Cloud computing – How much of your data should be online?
Cloud computing is the latest buzzword in the information technology world. Everybody is in it. Most famous of it is the Amazon’s cloud. This of course comes after twitter has taken the top 5 places.
A little bit of low-down on how I understand cloud computing.
Your data sits on a space called cloud. The same cloud can host data of some other people as well. You will access this cloud as and when you require it and pay accordingly.
If a blog is hosted on a cloud, you pay for the amount of storage you have consumed and the amount of bandwidth you are using. It is pay as you use against what the regular hosting companies charge (500 GB storage and 1 GB bandwidth).
The benefits of cloud computing are numerous. It will be hugely beneficial for startups that don’t have a long-term strategy or who cannot assess what the future looks like. The cloud will scale as per their requirements. It is good for blogs, which are growing at a rapid space.
What about the rest? Is this something, which can be used, in large corporate who know their requirements very well and whose IT strategy is well defined?
I hate to use this cliché but as they say the proof is in the pudding. The jury is still out and only time will tell.
If I don’t have to use those politically correct clichés, here is my 2 cents. May be worth even more but you are the judge.
Cloud as a long or short term strategy for large corporate (let’s a say $1bn large) will not work. Corporate’s just do not trust their data with Amazon or some other provider. Large corporate’s need control on their data. They need to shut down or start up. They would not invest in something, which they don’t have control on even if it costs half as much.
Databases, ERP’s cannot move to cloud.
For startups, yes they can. But, once your company ceases to be startup you will invest in something trustworthier.
For everything else like the desktop applications, word processors, spreadsheets cloud is a way to go.
If you were a part of a large corporation would you trust your data on a cloud? Hypothetically speaking, can ICICI Bank move to cloud?
PS : Clouds are something which you can see but can’t touch. The same thing applies in this cloud too.
Image credit
thank you . finally i understand “what is cloud computing”
@Sriram cloud does not necessarily mean insecure. ICICI would definitely be a customer for somebody like RackSpace.com where they would rent the infrastructure, but retain control of the data. That would allow them to save on power and space and hence benefit from the cloud.
@Sriram, Interesting point made – but you see Cloud computing was never for these so called Large corporates. Do you know that the share of Large corporates and probably companies like ICICI bank is less than 5% . They will never be on cloud computing.
But Cloud computing offers a lot to 95% of all other sites. Infact, Cloud computing does one thing very well – Unclog the Internet from unnecessary traffic.
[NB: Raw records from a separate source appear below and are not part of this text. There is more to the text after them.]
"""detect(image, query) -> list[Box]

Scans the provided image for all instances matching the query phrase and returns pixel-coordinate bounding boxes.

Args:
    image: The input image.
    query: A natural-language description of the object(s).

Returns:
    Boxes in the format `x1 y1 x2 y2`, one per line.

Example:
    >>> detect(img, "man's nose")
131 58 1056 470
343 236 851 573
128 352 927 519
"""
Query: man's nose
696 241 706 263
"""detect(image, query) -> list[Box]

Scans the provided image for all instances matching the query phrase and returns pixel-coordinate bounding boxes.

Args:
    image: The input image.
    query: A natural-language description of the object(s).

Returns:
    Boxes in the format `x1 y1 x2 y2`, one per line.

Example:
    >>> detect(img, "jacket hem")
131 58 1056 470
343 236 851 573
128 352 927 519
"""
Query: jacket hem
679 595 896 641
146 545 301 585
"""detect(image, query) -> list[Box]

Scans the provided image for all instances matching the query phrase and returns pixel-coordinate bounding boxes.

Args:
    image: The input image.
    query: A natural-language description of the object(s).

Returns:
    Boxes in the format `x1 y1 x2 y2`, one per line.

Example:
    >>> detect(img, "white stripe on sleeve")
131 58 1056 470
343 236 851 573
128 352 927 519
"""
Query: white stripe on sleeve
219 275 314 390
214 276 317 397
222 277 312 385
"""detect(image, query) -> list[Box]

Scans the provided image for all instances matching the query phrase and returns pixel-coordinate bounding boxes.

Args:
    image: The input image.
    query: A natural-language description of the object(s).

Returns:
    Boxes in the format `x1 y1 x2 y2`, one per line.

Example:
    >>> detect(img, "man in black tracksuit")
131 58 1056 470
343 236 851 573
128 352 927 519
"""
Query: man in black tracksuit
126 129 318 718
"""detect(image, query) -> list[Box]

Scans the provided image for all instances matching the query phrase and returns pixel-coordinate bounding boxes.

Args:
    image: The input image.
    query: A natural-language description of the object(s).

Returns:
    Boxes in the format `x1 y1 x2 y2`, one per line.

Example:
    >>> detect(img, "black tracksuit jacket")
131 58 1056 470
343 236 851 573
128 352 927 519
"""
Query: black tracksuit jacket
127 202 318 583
Cloud serves data to end user from Nearest location to him, saving upon backbone bandwidth to a large extent.
Infact, what I see few years down the line is majority of hosting servers will be in the cloud – They will have farms geographically distributed that serve data, and probably half of all the sites/blogs on the Internet will be on the cloud.
The trend has actually already started and catching up fast.